If a diagnosis is still eluding the clinician a water deprivation test should be performed. The purpose of this test is to determine whether a dog can concentrate its urine in response to dehydration, i.e., whether it can release ADH and whether the kidneys are able to respond to this hormone. It is therefore important to note that this test is contraindicated in animals with renal failure. Longstanding cases of PU/PD may be complicated by renal medullary washout, rendering the kidneys unable to respond to ADH, even when they are normal. Therefore the test is often preceded by a gradual reduction in water intake over a few days. Thereafter water and food is withheld. The patient should be closely monitored (i.e., bodyweight, hydration status, serum urea and creatinine) and the test should be stopped if the patient appears dehydrated or has lost 5% of its bodyweight. If the patient is able to concentrate its urine in response to water deprivation it most likely has psychogenic polydipsia. If it is still unable to concentrate after dehydration, administer exogenous ADH (DDAVP either i/m or intra-conjunctivally). If it is able to concentrate its urine, then it has central diabetes insipidus (CDI), if it is still unable to concentrate it has nephrogenic diabetes insipidus (NDI). Remember that primary NDI is a very rare diagnosis. Ensure, once again, that all the other causes of secondary NDI have been properly eliminated before confidently making the diagnosis.

The assessment of a random plasma osmolality could aid the differentiation between psychogenic polydipsia (which should have a serum osmolality below 280 mOsm/kg) and CDI or NDI (which should have serum osmolalities above 305 mOsm/kg).

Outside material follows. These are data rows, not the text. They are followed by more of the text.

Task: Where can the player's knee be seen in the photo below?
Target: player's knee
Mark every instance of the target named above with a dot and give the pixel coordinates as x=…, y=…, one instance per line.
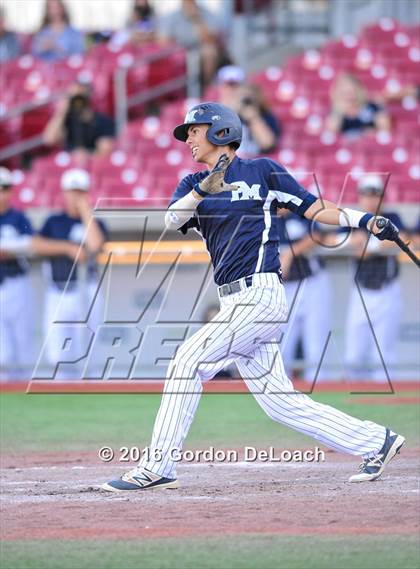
x=182, y=367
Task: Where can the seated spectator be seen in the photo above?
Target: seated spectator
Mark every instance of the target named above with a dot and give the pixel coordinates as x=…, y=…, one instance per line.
x=57, y=39
x=352, y=113
x=140, y=28
x=9, y=44
x=76, y=124
x=195, y=26
x=261, y=130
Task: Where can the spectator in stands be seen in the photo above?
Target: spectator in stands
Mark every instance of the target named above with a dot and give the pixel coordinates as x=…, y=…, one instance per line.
x=415, y=235
x=67, y=297
x=352, y=113
x=76, y=124
x=57, y=39
x=140, y=28
x=17, y=242
x=308, y=293
x=261, y=131
x=192, y=25
x=9, y=43
x=375, y=303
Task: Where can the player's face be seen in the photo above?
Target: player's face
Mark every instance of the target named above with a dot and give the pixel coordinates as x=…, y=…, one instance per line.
x=201, y=148
x=5, y=197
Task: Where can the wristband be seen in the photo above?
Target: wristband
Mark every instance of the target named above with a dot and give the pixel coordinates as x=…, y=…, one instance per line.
x=353, y=218
x=199, y=191
x=365, y=220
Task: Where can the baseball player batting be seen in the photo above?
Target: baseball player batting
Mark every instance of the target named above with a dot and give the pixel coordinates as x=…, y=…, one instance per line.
x=233, y=205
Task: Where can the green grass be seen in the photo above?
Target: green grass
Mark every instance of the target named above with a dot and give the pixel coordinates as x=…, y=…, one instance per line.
x=82, y=422
x=238, y=552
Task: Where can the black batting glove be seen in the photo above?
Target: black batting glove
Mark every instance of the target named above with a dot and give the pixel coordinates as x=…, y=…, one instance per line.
x=384, y=229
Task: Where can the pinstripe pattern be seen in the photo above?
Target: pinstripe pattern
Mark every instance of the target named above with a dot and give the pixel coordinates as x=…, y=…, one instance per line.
x=244, y=331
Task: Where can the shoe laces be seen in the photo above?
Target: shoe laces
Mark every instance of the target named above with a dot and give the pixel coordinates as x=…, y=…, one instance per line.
x=373, y=461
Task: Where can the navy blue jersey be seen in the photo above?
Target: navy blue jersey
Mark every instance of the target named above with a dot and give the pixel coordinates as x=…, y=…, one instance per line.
x=377, y=270
x=13, y=224
x=238, y=226
x=293, y=229
x=62, y=226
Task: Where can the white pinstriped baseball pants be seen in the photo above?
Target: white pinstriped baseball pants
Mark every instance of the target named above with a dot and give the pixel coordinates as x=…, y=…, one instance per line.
x=245, y=331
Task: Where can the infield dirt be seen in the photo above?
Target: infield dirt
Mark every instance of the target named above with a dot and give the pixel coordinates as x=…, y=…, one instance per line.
x=56, y=496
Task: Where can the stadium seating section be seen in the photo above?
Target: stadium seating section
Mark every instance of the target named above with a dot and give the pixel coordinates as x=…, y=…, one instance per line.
x=147, y=162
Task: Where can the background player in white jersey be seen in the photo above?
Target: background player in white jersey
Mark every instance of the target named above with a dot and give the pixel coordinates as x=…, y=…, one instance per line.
x=17, y=242
x=234, y=206
x=67, y=299
x=377, y=288
x=308, y=293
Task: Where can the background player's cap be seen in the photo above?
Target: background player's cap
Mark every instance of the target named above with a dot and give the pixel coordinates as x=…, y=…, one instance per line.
x=371, y=184
x=230, y=74
x=5, y=177
x=75, y=179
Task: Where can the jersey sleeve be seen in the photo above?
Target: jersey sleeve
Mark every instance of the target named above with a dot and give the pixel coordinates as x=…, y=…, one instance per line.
x=288, y=192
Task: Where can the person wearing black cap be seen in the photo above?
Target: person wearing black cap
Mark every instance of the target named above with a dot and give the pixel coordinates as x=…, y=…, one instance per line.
x=17, y=243
x=375, y=303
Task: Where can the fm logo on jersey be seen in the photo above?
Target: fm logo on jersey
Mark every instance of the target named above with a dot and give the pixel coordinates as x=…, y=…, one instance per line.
x=244, y=192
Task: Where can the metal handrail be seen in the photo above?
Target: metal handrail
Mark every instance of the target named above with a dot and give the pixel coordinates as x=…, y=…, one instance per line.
x=122, y=102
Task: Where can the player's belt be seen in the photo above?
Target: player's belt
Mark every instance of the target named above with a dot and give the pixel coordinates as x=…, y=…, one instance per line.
x=235, y=286
x=241, y=284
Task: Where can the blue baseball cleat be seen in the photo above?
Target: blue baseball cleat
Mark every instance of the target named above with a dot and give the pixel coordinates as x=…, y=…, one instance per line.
x=139, y=479
x=372, y=468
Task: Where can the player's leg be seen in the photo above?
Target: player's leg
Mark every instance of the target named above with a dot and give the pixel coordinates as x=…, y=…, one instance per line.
x=292, y=330
x=359, y=339
x=61, y=308
x=6, y=343
x=265, y=377
x=15, y=327
x=317, y=324
x=386, y=327
x=24, y=327
x=231, y=333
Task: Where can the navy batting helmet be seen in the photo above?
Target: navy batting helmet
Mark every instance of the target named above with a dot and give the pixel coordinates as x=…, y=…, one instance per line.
x=225, y=125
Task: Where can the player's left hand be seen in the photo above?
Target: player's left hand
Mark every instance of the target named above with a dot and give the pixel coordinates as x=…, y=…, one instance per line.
x=383, y=228
x=215, y=183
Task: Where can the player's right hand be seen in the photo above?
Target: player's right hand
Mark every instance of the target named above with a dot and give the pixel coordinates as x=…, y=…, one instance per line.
x=214, y=183
x=383, y=228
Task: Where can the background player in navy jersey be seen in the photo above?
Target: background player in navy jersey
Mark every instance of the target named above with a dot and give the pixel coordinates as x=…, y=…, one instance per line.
x=234, y=205
x=377, y=286
x=17, y=242
x=66, y=300
x=308, y=293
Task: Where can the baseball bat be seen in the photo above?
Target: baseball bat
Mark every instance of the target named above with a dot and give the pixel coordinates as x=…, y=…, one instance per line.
x=380, y=223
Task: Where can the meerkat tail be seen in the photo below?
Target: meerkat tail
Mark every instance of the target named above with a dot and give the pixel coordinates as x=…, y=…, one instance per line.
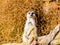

The grey area of values between 280 and 305 mOsm/kg is unfortunately non-informative and could include a patient with any of the above-mentioned disorders.

Differential Diagnoses for Polyuria and Polydipsia

Primary Polydipsia

 Behavioural (psychogenic)

 Fever

 Encephalopathy

 Pain

 Neurologic disorder

Primary Polyuria

Osmotic Diuresis

 Diabetes mellitus

 Primary renal glucosuria

 Fanconi's syndrome

 Post-obstructive diuresis

ADH Deficiency - Central Diabetes Insipidus (CDI)

 Congenital disorder

 Traumatic origin

 Neoplastic

Renal Insensitivity to ADH - Nephrogenic DI (NDI)

 Primary NDI

 Secondary NDI

 Chronic renal failure

 Renal medullary washout

 Pyelonephritis

 Pyometra

 Liver disease

 Hyperadrenocorticism

 Hyperaldosteronism

 Hypoadrenocorticism

 Hypercalcaemia

 Hypocalcaemia

 Hypokalaemia

 Hyperviscosity and polycythemia

 Drugs - phenobarbitone, furosemide, glucocorticoids

 High salt diet

References

1.  Bartges JW. Polyuria and polydipsia. ACVIM Proceedings, Charlotte, USA. 2003:573–575.

2.  Dunn JK. 1998. The dog with polydipsia and polyuria. BSAVA Manual of Endocrinology, 2nd edition.

3.  Feldman E, Nelson R. Water metabolism and diabetes insipidus. In: Feldman and Nelson's Canine and Feline Endocrinology and Reproduction 3rd ed, Elsevier science, USA. 2004.

4.  Taylor SM. Polyuria and polydipsia. In: Ettinger, Feldman, eds. Textbook of Veterinary Internal Medicine. 5th ed, 2000:85–88.

5.  Van Vonderen IK. Studies on the role of vasopressin in canine polyuria. PhD Thesis, University of Utrecht. 2004.